I have a huge TFRecord file with more than 4M entries. It is a very unbalanced dataset containing many more entries of some labels and few others - compare to the whole dataset. I want to filter a limited number of entries of some of these labels in order to have a balanced dataset. Below, you can see my attempt, but it takes more than 24 hours to filter 1k from each label (33 different labels).
import tensorflow as tf
tf.compat.as_str(
bytes_or_text='str', encoding='utf-8'
)
try:
tpu = tf.distribute.cluster_resolver.TPUClusterResolver.connect()
print("Device:", tpu.master())
strategy = tf.distribute.TPUStrategy(tpu)
except:
strategy = tf.distribute.get_strategy()
print("Number of replicas:", strategy.num_replicas_in_sync)

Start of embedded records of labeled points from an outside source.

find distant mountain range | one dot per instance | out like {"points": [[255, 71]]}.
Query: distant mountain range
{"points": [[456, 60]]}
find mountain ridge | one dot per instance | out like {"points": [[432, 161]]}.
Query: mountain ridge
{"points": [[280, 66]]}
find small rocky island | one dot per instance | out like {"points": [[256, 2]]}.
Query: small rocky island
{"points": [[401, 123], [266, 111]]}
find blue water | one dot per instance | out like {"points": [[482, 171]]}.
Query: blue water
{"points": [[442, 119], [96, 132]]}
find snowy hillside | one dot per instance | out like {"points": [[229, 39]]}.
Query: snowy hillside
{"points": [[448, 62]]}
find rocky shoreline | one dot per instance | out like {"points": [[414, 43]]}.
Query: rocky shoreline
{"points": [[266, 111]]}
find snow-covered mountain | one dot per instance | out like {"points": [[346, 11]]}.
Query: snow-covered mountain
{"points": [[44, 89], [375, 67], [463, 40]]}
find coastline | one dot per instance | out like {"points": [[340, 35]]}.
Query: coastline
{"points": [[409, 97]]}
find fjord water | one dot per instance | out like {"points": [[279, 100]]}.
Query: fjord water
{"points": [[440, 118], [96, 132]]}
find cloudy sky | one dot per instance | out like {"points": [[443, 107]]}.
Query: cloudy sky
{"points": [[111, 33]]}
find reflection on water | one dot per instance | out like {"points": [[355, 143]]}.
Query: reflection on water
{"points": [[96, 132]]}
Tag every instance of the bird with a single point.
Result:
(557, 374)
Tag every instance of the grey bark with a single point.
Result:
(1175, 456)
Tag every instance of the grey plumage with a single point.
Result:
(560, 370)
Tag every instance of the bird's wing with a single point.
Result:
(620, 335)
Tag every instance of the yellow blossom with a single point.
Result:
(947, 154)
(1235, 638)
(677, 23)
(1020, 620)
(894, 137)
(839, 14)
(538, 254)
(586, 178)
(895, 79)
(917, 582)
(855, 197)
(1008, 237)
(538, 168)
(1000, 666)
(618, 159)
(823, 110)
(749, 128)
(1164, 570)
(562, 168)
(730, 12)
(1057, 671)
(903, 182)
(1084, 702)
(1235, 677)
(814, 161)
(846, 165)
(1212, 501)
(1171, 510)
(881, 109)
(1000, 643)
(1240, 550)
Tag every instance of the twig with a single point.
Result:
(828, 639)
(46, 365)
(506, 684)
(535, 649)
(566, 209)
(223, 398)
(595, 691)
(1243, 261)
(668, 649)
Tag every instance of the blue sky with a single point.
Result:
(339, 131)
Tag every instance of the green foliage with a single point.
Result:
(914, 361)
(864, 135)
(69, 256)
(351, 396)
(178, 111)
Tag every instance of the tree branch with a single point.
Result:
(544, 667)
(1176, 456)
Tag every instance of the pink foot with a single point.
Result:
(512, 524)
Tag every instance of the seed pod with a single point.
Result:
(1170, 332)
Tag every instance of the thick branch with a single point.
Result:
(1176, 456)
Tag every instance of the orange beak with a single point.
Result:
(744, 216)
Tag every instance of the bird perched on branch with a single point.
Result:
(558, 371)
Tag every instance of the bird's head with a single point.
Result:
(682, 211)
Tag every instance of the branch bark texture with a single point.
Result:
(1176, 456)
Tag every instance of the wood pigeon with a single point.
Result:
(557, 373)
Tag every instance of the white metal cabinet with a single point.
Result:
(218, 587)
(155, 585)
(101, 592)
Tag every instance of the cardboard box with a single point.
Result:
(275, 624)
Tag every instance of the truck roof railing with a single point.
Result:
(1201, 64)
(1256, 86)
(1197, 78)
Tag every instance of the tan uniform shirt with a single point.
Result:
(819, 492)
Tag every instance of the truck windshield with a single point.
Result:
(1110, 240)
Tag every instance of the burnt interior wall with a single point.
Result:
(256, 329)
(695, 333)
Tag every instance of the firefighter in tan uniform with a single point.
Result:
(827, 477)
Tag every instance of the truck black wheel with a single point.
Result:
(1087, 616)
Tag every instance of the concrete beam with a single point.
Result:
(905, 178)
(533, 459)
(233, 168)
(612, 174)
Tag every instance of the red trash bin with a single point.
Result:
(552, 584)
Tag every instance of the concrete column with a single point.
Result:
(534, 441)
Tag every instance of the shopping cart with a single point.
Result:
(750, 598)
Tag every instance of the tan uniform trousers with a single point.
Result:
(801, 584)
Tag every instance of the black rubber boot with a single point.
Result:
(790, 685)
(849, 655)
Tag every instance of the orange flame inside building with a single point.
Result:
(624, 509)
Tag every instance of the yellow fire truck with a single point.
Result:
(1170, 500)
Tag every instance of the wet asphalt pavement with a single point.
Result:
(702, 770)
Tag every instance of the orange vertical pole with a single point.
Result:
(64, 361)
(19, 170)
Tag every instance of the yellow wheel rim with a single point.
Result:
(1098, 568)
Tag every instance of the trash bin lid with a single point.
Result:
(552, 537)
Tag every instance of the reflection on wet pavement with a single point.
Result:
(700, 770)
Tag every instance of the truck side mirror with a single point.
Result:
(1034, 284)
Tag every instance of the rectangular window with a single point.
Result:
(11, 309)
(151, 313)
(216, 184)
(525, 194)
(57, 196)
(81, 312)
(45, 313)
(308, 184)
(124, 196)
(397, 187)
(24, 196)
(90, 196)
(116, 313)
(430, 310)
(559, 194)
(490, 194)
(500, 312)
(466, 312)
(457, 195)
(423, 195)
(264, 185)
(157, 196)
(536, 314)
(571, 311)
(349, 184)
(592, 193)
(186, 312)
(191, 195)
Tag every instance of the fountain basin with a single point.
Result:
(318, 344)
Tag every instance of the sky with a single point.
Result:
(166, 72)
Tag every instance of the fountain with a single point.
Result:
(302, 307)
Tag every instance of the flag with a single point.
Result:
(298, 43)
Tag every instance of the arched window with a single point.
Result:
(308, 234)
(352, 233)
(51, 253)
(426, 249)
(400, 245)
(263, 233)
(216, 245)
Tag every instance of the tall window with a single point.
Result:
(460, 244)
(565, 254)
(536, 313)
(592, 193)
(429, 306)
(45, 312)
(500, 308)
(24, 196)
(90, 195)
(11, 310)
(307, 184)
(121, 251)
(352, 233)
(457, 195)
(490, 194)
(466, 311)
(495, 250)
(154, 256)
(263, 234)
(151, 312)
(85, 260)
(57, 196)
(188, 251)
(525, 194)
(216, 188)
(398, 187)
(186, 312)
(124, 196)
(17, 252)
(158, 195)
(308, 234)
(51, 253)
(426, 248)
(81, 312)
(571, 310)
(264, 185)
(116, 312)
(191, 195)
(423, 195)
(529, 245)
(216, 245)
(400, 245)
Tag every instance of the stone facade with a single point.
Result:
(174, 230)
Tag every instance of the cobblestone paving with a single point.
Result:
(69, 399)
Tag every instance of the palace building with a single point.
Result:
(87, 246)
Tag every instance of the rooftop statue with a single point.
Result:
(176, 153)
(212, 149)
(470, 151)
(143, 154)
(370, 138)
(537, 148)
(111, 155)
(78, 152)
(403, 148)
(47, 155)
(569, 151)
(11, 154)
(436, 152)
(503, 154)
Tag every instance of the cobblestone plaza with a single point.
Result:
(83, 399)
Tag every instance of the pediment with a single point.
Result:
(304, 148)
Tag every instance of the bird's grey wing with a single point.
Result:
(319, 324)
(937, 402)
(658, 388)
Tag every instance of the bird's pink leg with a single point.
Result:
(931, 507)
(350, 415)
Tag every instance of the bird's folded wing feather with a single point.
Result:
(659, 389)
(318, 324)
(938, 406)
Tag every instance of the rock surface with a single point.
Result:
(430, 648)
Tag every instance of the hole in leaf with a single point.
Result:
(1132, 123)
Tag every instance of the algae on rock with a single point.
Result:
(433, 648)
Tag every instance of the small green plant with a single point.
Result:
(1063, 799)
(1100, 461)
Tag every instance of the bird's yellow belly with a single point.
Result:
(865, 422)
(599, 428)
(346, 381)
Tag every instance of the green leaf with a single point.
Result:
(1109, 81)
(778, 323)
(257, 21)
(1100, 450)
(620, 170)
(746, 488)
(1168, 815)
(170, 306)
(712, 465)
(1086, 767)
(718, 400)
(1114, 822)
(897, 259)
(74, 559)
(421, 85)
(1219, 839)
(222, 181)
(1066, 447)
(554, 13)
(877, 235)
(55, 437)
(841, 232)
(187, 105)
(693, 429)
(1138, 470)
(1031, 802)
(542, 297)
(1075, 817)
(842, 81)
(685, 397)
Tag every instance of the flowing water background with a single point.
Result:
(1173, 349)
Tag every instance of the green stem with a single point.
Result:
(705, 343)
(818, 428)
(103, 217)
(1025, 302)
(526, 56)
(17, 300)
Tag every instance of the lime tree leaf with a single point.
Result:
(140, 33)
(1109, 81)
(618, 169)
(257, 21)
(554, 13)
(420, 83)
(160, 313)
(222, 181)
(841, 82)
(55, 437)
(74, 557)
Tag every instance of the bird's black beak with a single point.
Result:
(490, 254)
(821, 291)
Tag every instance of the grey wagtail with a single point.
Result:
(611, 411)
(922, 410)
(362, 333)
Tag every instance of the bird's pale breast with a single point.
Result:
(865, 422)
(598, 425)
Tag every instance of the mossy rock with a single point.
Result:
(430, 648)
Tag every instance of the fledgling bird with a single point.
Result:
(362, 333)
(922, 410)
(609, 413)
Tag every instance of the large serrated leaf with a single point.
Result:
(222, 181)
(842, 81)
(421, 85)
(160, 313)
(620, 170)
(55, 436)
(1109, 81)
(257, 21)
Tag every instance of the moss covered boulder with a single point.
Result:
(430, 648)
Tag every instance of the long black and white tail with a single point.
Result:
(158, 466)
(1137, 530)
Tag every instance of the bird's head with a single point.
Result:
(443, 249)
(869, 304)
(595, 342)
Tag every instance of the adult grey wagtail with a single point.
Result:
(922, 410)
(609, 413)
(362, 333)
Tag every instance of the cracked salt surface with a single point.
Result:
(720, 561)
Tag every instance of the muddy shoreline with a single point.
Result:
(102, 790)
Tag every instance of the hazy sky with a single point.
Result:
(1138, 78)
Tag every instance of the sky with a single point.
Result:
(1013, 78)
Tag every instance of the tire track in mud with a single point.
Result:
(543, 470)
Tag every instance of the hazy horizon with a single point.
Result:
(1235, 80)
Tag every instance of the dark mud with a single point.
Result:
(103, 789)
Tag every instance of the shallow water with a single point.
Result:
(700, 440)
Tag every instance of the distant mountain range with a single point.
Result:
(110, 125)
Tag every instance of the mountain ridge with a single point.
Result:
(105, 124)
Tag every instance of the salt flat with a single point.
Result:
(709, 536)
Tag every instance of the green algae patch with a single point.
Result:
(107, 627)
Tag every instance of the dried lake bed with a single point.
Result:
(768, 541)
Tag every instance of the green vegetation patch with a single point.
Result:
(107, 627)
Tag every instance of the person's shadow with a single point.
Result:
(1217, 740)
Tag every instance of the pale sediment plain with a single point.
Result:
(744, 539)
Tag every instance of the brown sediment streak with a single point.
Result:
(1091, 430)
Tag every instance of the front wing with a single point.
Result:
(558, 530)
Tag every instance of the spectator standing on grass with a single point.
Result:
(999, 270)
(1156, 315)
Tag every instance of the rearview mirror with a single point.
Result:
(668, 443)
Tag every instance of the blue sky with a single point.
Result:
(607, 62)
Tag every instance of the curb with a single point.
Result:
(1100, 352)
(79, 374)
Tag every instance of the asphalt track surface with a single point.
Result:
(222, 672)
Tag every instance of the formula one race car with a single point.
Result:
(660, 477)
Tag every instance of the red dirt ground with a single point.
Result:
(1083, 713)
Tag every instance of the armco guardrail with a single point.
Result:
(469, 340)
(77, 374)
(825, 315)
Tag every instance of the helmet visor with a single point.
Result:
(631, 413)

ignore_order = tf.data.Options()
ignore_order.experimental_deterministic = False
dataset = tf.data.TFRecordDataset('/test.tfrecord')
dataset = dataset.with_options(ignore_order)
features, feature_lists = detect_schema(dataset)
#Decodings TFRecord serialized data
def decode_data(serialized):
X, y = tf.io.parse_single_sequence_example(
serialized,
context_features=features,
sequence_features=feature_lists)
return X['title'], y['subject']
dataset = dataset.map(lambda x: tf.py_function(func=decode_data, inp=[x], Tout=(tf.string, tf.string)))
#Filtering and concatenating the samples
def balanced_dataset(dataset, labels_list, sample_size=1000):
datasets_list = []
for label in labels_list:
#Filtering the chosen labels
locals()[label] = dataset.filter(lambda x, y: tf.greater(tf.reduce_sum(tf.cast(tf.equal(tf.constant(label, dtype=tf.int64), y), tf.float32)), tf.constant(0.)))
#appending a limited sample
datasets_list.append(locals()[label].take(sample_size))
concat_dataset = datasets_list[0]
#concatenating the datasets
for dset in datasets_list[1:]:
concat_dataset = concat_dataset.concatenate(dset)
return concat_dataset
balanced_data = balanced_dataset(tabledataset, labels_list=list(decod_dic.values()), sample_size=1000)